Google ColabでWhisper large-v3を動かしてみる

2023年11月20日 19:16

Whisper large-v3は、音声認識のモデルとなります。喋った言葉をテキストとして認識できるということです。

今回は、下記のページを参考にGoogle Colabで動かしてみました。

今回のコードは、Pythonでの音声認識のためのプログラムです。まず、必要なパッケージ（pip, transformers, accelerate, datasets）をインストールし、torchやtransformersライブラリを使ってOpenAIのwhisper-large-v3モデルをセットアップしています。

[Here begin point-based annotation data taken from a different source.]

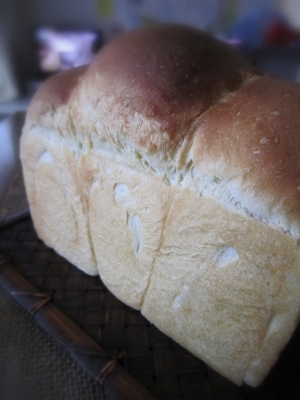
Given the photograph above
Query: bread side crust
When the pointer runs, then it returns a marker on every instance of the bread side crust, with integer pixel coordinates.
(230, 285)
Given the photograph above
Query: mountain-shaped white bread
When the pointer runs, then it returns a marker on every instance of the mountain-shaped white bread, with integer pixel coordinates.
(172, 168)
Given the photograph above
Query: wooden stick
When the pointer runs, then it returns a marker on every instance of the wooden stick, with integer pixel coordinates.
(98, 364)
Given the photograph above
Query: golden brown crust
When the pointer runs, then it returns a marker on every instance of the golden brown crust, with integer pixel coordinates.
(166, 165)
(253, 136)
(170, 74)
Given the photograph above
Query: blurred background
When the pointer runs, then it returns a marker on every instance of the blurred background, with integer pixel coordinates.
(41, 37)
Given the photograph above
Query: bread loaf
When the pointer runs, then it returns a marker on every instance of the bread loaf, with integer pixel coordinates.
(171, 167)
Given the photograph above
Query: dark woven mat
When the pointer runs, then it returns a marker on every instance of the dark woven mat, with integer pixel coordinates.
(33, 366)
(165, 368)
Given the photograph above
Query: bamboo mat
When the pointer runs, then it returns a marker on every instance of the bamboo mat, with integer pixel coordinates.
(155, 361)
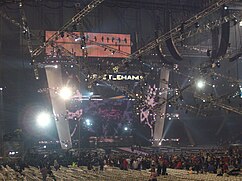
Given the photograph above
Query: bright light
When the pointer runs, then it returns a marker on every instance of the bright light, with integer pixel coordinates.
(65, 93)
(43, 119)
(200, 84)
(88, 122)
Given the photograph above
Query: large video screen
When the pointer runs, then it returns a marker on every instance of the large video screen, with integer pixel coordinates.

torchとtransformersライブラリをインポートしています。
使用するデバイス（GPUまたはCPU）とデータの型を設定しています。
whisper-large-v3モデルを読み込んで、選択したデバイスに配置しています。
音声認識のためのプロセッサとパイプラインを設定しています。
distil-whisper/librispeech_longデータセットからバリデーションセットを読み込んでいます。
データセットの最初のサンプルを取得し、音声認識パイプラインに通して結果を表示しています。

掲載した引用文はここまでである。